Sobre él, estaba el reloj que condensaba las almas y las absorbía con su tiempo manipulado. Albafica estaba inconsciente, y su cosmos, junto con sus habilidades florales habían sido robadas por Afrodita, que disfrutaba desde lo alto de su agonía. Si lo destruía desde esa posición, los escombros caerían sobre ellos y los sumergerian en una súbita muerte. Él podía esquivarla rodando sobre sí mismo pero... ¿y Albafica?

—Hazlo... —La voz de Piscis se oyó como un suave graznido. Su mirada coincidió con la de su compañero, en una coincidencia que fue dolorosa. Parecía como si fuera la última vez que se verían así—. Si me absorbe... será el fin.

Los pasos de Rinaldi se oyeron cerca, demasiado, como si el mundo se moviera en cámara lenta y ellos sólo escucharan el fuerte latido de sus corazones.

Se mordió el labio y apretó los ojos.

—Perdóname, Alba-chan. —Alzó su mano y concentró todo su cosmos en ella, absorbiendo cada galaxia que latían dentro de él.

Rinaldi corrió hasta él al darse cuenta de sus intenciones, gritando un «detente» que no llegó con todas sus letras.

—Muy tarde, maldito animal.

Su puño se estrelló contra el muro, sacudiendo la estructura que se propagó en cuestión de segundos. Manigoldo cerró los ojos, y el fuerte aullido de las piezas del reloj siendo destruidas llegó a sus oídos.

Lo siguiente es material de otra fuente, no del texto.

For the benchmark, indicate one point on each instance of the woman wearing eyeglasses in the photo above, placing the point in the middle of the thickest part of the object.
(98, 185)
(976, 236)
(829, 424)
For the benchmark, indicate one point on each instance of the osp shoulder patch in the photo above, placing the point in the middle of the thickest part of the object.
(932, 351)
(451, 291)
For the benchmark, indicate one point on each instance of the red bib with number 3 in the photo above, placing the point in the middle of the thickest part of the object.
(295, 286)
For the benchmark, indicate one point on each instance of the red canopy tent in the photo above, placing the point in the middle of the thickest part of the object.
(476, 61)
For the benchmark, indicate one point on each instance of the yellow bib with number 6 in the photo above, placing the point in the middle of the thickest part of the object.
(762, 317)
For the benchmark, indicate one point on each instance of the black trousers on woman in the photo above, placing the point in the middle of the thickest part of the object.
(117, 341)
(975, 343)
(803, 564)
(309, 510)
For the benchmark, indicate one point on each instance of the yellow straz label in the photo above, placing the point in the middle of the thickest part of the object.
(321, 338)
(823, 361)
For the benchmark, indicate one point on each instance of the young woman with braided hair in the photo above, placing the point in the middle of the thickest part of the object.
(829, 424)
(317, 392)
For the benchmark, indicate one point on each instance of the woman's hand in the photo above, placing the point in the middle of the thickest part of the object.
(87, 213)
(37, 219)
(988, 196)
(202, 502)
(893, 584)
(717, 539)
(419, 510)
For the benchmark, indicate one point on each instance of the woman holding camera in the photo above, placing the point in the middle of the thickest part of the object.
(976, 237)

Sonrió, la muerte apareció ante ellos, cuando los enormes escombros lloraron como una dulce burla.

«Alba-chan...».

Continuará.

Notas finales:

Y con esto concluimos por hoy. Este capítulo tenía su rato escrito, pero actualmente estoy enferma de los ojos por una irritación que empeoró y blablablá, así que no había podido leerlo. Lo leí sólo una vez, si tuvo errores me disculpan. El siguiente será la última actualización, sino se extiende al punto de picarla en dos. Este será el único capitulo que le pondré fecha de subida en fanfiction por primera vez:

24/12.

Quise terminarlo en esa fecha porque en el 24/12/2014 se subió el primer capítulo. Hasta yo considero exagerado tardar dos años... Dejaré las despedidas para después, y me concentraré una vez más aclaraciones:

1. En el capítulo 6 (creo que era ese xD) antes de ir a la mansión, Liselotte les había dicho que quería entregarles algo. Nunca especifiqué qué, para dejar ese hueco abierto que pronto llenaría en los últimos capítulos.

2. Albafica no es que tenga el poder de hacer aparecer enredaderas, puede hacer aparecer rosas más nunca lo he visto haciendo otra cosa. Eso quiere decir, como dije en el capítulo, que Afrodita corrompió su poder con el suyo y lo manejaba como mejor le pareciera. En este caso, usar las ramas de espinas. Usé esta referencia, para que cuando Albafica peleara en pleno uso de sus cinco sentidos se notara la diferencia. Nadie ha notado que cuando un aliado se voltea al enemigo, ¿su fuerza se triplica?

3. La mujer que aparece, es la madre de Albafica pero poseída ya. Que diga trae «a mi hijo», es sólo una burla de ella.

4. Por sino quedó claro, Nicole estaba en un punto intermedio de vida y muerte. Recuerden que en el capítulo 11, Manigoldo ve como ella parecía ser absorbida por la mansión pero aun no lo estaba por completo.

5- Sí, fue Lugonis quien liberó a Albafica.